We went to museums and the amusement park. We cuddled at night and talked about everything. We made shadow puppets on the wall. My long living room couch was the “camp bus.” Each morning, we boarded and planned the day. She always picked the same activities.
Once I asked, “Alexis, don’t you want to something different?” Her answer was, “No, Bobie! These are our memories!”
Last April she turned 16. I waited anxiously. She has been coming every year. She was now a camp counselor and had a driver’s license. I would understand. I’m laughing now as I remember her saying, “Bobie, of course I’m coming! I arranged my schedule!” She and her brother wanted their younger sister to have the same experiences and memories, so we still did the same things—even the couch bus.

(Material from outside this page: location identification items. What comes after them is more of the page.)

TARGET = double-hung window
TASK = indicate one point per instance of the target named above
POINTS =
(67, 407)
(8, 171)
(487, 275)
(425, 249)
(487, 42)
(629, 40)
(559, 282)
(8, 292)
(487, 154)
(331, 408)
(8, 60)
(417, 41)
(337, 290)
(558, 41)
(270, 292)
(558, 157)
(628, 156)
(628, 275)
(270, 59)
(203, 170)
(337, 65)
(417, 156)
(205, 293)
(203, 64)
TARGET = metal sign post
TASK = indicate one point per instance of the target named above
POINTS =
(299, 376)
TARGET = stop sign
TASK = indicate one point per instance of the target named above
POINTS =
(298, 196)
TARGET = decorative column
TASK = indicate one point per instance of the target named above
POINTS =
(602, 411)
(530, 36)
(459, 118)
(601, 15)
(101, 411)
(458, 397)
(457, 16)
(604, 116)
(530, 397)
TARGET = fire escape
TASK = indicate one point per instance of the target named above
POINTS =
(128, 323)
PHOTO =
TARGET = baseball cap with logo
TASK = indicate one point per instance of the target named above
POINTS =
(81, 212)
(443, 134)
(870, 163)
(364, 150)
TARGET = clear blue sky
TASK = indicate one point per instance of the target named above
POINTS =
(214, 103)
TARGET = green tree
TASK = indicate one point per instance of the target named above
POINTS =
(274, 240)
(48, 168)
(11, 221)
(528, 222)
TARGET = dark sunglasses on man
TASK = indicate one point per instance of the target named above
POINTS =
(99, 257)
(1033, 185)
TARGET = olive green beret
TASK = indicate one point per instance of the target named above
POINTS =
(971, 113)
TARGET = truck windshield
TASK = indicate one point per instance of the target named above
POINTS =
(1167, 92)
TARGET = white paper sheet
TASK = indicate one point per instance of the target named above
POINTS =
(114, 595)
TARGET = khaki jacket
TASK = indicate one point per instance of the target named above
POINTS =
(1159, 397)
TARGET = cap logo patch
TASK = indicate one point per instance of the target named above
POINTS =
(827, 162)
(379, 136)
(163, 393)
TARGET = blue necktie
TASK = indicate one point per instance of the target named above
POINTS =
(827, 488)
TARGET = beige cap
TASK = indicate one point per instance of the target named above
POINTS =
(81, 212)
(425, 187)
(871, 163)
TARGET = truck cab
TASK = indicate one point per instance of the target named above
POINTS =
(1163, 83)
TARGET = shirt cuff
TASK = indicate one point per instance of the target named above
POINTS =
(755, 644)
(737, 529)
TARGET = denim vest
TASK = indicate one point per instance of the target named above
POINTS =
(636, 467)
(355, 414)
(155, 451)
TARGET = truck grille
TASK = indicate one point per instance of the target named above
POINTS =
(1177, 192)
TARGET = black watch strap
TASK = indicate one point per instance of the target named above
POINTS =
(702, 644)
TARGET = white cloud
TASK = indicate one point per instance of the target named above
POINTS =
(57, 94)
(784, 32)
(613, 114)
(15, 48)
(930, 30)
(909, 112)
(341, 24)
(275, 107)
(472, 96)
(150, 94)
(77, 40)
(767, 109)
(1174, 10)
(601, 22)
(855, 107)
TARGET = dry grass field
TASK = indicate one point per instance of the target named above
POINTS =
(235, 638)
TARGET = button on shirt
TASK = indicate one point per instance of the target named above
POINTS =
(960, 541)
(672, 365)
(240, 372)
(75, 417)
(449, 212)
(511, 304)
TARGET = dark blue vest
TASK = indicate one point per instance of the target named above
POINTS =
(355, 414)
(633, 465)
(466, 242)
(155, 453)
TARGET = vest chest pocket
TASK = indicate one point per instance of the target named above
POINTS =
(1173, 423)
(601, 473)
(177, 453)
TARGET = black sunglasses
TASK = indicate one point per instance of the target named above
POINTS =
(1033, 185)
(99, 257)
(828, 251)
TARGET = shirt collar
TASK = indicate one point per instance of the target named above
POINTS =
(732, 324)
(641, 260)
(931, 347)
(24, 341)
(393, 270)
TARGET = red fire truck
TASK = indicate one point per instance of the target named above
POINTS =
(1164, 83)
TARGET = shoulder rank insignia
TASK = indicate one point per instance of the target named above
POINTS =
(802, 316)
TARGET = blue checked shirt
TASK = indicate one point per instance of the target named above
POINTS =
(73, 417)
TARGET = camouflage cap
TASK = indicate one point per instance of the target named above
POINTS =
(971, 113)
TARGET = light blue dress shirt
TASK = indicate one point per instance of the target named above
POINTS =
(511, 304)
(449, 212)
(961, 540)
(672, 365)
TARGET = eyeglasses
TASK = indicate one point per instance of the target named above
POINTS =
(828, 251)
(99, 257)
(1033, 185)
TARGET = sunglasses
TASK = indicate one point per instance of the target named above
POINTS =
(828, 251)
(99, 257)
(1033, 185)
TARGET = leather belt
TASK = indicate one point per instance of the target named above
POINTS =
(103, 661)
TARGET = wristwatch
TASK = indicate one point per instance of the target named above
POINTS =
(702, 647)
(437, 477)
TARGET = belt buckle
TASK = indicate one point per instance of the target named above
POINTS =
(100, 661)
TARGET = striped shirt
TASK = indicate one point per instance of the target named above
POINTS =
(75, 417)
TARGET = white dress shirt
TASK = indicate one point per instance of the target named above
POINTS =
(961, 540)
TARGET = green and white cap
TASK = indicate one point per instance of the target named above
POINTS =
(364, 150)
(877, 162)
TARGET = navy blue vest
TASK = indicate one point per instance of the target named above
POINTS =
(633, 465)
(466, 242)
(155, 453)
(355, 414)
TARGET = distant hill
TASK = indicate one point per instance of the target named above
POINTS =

The arrival of the teen years brought a new challenge … technology. iPhones and iPads came to camp to coexist with “Bananagrams” and “The Game of Life.” I recognize this need, like our radios and comics. But it doesn’t replace our time. Alone time is always arranged.
This year Alexis turns 17. She has a car, several jobs, and an upcoming trip to Israel. I am up for the challenge of our new “adult relationship.” We have our memories. Our bond is forged. A grandmother/granddaughter relationship is the very best at any age.
Deanne Levy is a wife, proud mother of two, and very proud grandmother, “Bobie,” of five. She is a retired medical secretary and was coordinator of the medical department of a large nursing home in Rochester, N.Y.